15 nov 2018

Inhoud

Correlation

Pearson Correlation

In statistics, the Pearson correlation coefficient, also referred to as the Pearson's r, Pearson product-moment correlation coefficient (PPMCC) or bivariate correlation, is a measure of the linear correlation between two variables X and Y. It has a value between +1 and −1, where 1 is total positive linear correlation, 0 is no linear correlation, and −1 is total negative linear correlation. It is widely used in the sciences.

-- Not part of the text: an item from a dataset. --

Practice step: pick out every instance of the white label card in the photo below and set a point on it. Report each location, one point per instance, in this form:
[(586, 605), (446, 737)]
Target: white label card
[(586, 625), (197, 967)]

It was developed by Karl Pearson from a related idea introduced by Francis Galton in the 1880s.

Source: Wikipedia

PMCC

\[r_{xy} = \frac{{COV}_{xy}}{S_xS_y}\] Where \(S\) is sthe standard deviation and \(COV\) is the covariance.

\[{COV}_{xy} = \frac{\sum_{i=1}^N (x_i - \bar{x})(y_i - \bar{y})}{N-1}\]

Plot correlation

set.seed(565433)

x = rnorm(10, 5)
y = rnorm(10, 5)

plot(x, y, las = 1)

m.x = mean(x)
m.y = mean(y)

polygon(c(m.x,8,8,m.x),c(m.y,m.y,8,8), col = rgb(0,1,0,.5))
polygon(c(m.x,0,0,m.x),c(m.y,m.y,0,0), col = rgb(0,1,0,.5))

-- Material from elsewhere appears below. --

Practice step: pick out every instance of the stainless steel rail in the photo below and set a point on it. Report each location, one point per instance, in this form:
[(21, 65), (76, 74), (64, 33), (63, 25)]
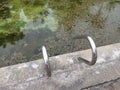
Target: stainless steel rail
[(46, 60), (92, 62)]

polygon(c(m.x,0,0,m.x),c(m.y,m.y,8,8), col = rgb(1,0,0,.5))
polygon(c(m.x,8,8,m.x),c(m.y,m.y,0,0), col = rgb(1,0,0,.5))

points(x,y)

abline(h = m.y, lwd = 3)
abline(v = m.x, lwd = 3)

segments(x, m.y, x, y, col = "orange",    lwd = 2)
segments(x, y, m.x, y, col = "darkgreen", lwd = 2)

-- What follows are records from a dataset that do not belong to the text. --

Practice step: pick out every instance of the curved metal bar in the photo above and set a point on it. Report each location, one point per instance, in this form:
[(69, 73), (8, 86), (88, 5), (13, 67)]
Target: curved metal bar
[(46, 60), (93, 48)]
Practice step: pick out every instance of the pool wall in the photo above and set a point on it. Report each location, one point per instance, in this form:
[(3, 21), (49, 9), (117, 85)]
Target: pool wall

text(m.x+.7, m.y+.7, "+ x +", cex = 2)
text(m.x-.7, m.y-.7, "- x -", cex = 2)
text(m.x+.7, m.y-.7, "+ x -", cex = 2)
text(m.x-.7, m.y+.7, "- x +", cex = 2)

\[(x_i - \bar{x})(y_i - \bar{y})\]

Guess the correlation

Simulate data

n     = 50
grade = rnorm(n, 6, 1.6)
b.0   = 100
b.1   = .3
error = rnorm(n, 0, 0.7)

IQ = b.0 + b.1 * grade + error
#IQ = group(IQ)

error = rnorm(n, 0, 0.7)
motivation = 3.2 + .2 * IQ + error

Explaining vairance

grade      = data$grade
IQ         = data$IQ
mean.grade = mean(grade)
mean.IQ    = mean(IQ)
N          = length(grade)

plot(data$grade, ylim=summary(c(data$grade, data$IQ))[c('Min.','Max.')], col='orange')
points(data$IQ, col='blue')